Saturday, October 27, 2018

The authoritarian Ghost of Presidency Past

John Dean authored a book published in 2006 titled Conservative Without Conscience. He drew on the work of Robert Altemeyer on authoritarianism and the authoritarian personality, such as The Auzthoritarian Specter (1996).

Dean's book was published 12 years ago. More than a decade. Two Presidencies ago. His primary focus in that book was on authoritarian aspects of the Cheney-Bush Administration. He remarked on that Administration's contempt for law in many ways, "The president and vice president, it appears, believe the lesson of Watergate was not to stay within the law, but rather not to get caught."

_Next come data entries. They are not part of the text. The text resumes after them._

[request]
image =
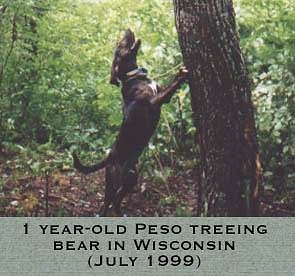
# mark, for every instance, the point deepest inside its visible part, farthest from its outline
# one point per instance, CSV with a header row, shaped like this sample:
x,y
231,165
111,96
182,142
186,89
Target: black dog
x,y
142,99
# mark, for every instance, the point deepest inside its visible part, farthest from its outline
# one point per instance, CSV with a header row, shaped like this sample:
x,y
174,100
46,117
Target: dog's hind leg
x,y
129,180
113,181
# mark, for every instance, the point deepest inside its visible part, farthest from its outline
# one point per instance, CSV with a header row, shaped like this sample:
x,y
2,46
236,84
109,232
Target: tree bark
x,y
230,170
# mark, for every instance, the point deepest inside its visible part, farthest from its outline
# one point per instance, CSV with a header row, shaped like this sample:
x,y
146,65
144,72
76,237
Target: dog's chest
x,y
153,85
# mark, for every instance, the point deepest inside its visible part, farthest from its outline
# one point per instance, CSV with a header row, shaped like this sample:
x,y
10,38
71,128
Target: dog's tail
x,y
89,169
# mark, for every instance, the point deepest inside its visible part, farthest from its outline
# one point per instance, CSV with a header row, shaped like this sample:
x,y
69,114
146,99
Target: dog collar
x,y
133,74
138,70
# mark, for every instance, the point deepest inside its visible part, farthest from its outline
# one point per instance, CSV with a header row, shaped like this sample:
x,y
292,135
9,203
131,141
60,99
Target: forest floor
x,y
69,193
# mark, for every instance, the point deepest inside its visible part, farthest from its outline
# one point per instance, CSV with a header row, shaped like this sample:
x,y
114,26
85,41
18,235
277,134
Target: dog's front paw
x,y
182,75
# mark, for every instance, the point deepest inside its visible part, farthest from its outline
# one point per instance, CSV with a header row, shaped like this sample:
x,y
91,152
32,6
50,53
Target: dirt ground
x,y
72,194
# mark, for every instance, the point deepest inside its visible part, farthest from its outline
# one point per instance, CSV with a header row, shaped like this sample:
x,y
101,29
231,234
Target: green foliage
x,y
268,40
55,60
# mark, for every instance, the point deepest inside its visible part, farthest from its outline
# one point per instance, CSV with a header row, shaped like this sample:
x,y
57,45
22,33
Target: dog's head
x,y
125,57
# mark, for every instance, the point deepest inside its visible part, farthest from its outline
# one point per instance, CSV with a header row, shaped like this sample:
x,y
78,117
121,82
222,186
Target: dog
x,y
142,101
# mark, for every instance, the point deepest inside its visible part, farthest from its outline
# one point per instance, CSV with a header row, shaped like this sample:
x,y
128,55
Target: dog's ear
x,y
135,46
128,39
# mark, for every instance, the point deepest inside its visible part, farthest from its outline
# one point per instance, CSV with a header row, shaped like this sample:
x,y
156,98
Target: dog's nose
x,y
114,81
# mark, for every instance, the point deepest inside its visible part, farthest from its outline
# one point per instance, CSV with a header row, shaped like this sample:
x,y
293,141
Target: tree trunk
x,y
230,170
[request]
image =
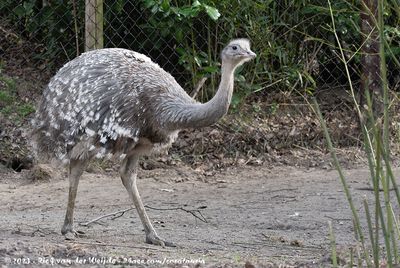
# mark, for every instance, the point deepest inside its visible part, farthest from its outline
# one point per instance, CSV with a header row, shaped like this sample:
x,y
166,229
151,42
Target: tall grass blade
x,y
333,245
342,179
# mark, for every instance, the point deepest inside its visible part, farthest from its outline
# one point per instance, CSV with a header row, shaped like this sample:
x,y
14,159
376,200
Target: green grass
x,y
382,224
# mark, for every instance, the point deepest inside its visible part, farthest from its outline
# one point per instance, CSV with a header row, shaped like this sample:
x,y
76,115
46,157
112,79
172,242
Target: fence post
x,y
93,24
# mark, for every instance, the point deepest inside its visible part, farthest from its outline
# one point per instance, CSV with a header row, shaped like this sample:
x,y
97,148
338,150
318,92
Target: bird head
x,y
237,52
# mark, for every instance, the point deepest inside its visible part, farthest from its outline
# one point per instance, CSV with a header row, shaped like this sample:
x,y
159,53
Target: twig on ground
x,y
121,212
122,246
193,212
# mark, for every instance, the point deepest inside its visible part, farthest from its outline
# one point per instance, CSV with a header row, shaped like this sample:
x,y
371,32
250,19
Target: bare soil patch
x,y
266,216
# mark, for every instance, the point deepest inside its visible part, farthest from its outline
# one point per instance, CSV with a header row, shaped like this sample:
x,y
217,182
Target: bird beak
x,y
251,54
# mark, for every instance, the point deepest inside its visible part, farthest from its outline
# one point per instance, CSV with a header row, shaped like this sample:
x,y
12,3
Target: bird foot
x,y
156,240
72,234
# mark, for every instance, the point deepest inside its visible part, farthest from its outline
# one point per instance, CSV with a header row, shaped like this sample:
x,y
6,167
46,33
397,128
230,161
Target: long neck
x,y
199,115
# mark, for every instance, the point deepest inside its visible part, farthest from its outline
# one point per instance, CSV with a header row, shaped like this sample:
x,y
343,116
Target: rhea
x,y
118,102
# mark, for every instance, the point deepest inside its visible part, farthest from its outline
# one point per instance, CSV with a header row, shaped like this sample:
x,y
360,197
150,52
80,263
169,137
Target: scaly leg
x,y
128,173
76,168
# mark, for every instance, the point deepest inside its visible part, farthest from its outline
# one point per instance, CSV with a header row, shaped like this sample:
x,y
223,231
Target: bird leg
x,y
128,173
76,168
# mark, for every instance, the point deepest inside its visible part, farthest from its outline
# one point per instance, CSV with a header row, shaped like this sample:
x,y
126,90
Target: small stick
x,y
105,216
193,212
115,245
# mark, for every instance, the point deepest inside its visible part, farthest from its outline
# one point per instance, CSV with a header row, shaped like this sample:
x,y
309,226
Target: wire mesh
x,y
295,43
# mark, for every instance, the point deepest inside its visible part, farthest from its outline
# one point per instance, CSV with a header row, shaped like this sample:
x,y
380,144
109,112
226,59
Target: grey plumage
x,y
118,102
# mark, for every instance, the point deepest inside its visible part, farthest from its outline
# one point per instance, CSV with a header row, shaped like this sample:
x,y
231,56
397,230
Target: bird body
x,y
107,100
118,102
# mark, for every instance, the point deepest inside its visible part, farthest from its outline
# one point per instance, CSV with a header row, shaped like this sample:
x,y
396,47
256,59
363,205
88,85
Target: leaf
x,y
212,12
188,11
196,4
165,6
19,11
197,60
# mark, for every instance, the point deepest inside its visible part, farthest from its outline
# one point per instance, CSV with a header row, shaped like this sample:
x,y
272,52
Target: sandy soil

It was that Administration, not Trump's, that he was writing about when it said this:
What has driven this book is the realization that our government has become largely authoritarian. It is run by an array of authoritarian personalities, leaders who display all those traits I have listed dominating, opposed to equality, desirous of personal power, amoral, intimidating, and bullying; some are hedonistic, most are vengeful, pitiless, exploitive, manipulative, dishonest, cheaters, prejudiced, mean-spirited, militant, nationalistic, and two-faced. Because of our system of government, these dominators are still confronted with any number of obstacles, fortunately. Yet authoritarians seek to remove those complications whenever they can. They are able to do so because the growth of contemporary conservatism has generated countless millions of authoritarian followers, people who will not question such actions. How, then, can authoritarianism be checked?  [my emphasis]
I saw Dean on a panel at the 2008 Netroots Nation convention in 2008. He and the other participants stressed the need to change policies on issues like torture and government secrecy. But when a questioner from the audience asked about whether officials from the Cheney-Bush Administration should be prosecuted for crimes, he seemed taken aback. And he responded that he didn't think that would be the right approach.

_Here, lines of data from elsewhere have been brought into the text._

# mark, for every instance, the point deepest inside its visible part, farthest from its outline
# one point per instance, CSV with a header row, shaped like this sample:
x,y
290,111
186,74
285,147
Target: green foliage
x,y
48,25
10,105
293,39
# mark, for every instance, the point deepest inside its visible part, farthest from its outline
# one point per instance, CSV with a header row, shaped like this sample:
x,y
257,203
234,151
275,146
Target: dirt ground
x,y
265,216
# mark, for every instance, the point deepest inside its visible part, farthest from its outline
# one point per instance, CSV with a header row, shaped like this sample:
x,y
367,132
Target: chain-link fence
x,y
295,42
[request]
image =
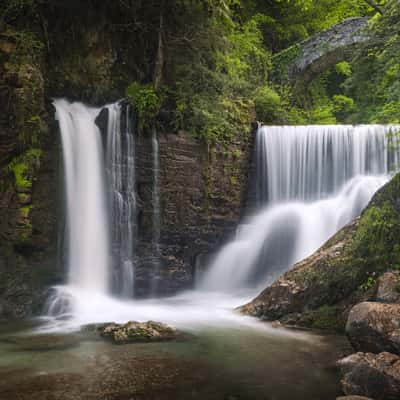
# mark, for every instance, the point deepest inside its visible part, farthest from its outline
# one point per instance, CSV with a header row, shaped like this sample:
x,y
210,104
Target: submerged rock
x,y
374,327
320,291
371,375
134,331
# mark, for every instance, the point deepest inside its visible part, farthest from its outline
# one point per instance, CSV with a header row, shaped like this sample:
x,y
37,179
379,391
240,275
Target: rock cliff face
x,y
93,56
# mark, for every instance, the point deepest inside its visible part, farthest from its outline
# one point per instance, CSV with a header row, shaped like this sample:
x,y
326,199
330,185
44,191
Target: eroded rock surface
x,y
389,287
134,331
371,375
374,327
320,291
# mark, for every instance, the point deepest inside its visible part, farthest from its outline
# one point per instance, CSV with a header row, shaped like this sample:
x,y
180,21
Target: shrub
x,y
268,105
145,100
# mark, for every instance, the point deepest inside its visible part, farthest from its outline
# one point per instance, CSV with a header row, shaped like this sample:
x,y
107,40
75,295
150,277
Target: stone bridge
x,y
305,60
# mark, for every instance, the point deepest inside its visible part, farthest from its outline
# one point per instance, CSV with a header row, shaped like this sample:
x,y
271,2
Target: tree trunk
x,y
375,6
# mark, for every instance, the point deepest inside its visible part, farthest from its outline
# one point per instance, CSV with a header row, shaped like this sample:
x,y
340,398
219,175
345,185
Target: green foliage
x,y
268,105
369,283
375,82
377,236
214,84
343,68
145,100
13,10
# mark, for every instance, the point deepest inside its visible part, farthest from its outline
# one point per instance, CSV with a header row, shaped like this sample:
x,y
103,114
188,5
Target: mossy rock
x,y
319,291
133,332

It seemed to me then and still does now that Dean wasn't quite ready to follow the practical conclusion to the persuasive case he made against that Administration in this book and in Worse Than Watergate: The Secret Presidency of George W. Bush (2004).

Because it really is insufficient when the Republicans are willing to pursue political prosecutions and try to block even investigating real crimes by high officials, if Democrats are also unwilling to investigate and prosecute real crimes by government officials, even Republican ones. Government officials should not be above the law.

(Do I even need to add that the Trumpist Administration is far worse in its authoritarianism and contempt for law and democratic traditions than the Cheneyite one was? I didn't think so.)

This means that if and when the Democrats get more power to act, including winning a majority in the House, they will need to move to reverse authoritarian and criminal tendencies, including the staggering level of old-fashioned corruption we're seeing. Ignoring official crimes won't do it. Using the Mueller investigation as an excuse to duck and cover from their responsibilities won't do it. Demanding a "PayGo" approach to budgeting won't do it.

If they really do make a big deal of PayGo, that will be a strong indication that they are still too beaten down and/or bought off to take the Trump Administration's radicalism for what it is and act accordingly.